Harper and his wife, Laureen, waved to the assembled media on the tarmac at the Ottawa airport as they got on the plane, a chilly sunset serving as their backdrop.
NDP Leader Thomas Mulcair also joined the delegation, but not Justin Trudeau, the Liberal leader. Instead, Liberal MP Irwin Cotler joined the delegation. It wasn't immediately known if Trudeau declined an invitation from Harper .
Cotler, who was an international human rights lawyer prior to his political career, served as counsel to Mandela and other prisoners of conscience and political dissidents around the world.
Two former governors general, Michaëlle Jean and Adrienne Clarkson, were also on board.

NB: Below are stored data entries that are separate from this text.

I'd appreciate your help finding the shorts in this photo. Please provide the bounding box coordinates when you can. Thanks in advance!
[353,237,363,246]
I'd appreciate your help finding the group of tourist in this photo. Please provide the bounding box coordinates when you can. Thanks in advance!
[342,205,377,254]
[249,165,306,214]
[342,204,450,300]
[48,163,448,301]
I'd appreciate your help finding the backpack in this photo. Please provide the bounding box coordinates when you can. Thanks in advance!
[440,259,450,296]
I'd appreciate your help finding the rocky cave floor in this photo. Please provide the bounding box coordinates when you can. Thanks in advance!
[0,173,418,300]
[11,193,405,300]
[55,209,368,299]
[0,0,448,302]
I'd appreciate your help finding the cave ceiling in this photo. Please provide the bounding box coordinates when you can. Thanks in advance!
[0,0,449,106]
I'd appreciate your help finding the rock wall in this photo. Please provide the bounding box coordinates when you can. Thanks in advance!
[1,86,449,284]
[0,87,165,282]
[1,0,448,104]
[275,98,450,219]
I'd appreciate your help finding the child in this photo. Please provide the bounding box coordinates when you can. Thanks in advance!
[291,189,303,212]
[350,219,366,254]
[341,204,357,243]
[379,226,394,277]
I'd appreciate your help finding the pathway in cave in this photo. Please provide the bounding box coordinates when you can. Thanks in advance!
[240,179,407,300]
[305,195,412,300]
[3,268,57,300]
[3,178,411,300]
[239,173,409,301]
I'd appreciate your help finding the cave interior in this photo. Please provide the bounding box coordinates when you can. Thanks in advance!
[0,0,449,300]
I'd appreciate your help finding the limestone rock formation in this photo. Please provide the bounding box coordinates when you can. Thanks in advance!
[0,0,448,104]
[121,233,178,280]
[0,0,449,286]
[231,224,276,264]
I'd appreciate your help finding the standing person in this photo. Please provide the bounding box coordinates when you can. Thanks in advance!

"To see representatives of all political families together going to South Africa to pay tribute to Mandela is totally in the spirit of the man, so I'm proud of us," Jean said as she prepared to board the plane.
Premiers Darrell Pasloski (Yukon), Stephen McNeil (Nova Scotia), Alison Redford (Alberta) and Bob McLeod (Northwest Territories) are also travelling to South Africa with the prime minister.
Redford, a lawyer specializing in constitutional and legal reform law, worked for Mandela in the early 1990s in efforts to rebuild South Africa's legal system and lay the groundwork for the first all-race elections that led to him becoming president.
In addition, Deepak Obhrai, who is the parliamentary secretary to the foreign affairs minister, and Assembly of First Nations national chief Shawn Atleo were also on board.
Mandela died on Thursday at the age of 95.
His body will lie in state from Wednesday through Friday.
A state funeral for the former South African president is planned for next Sunday.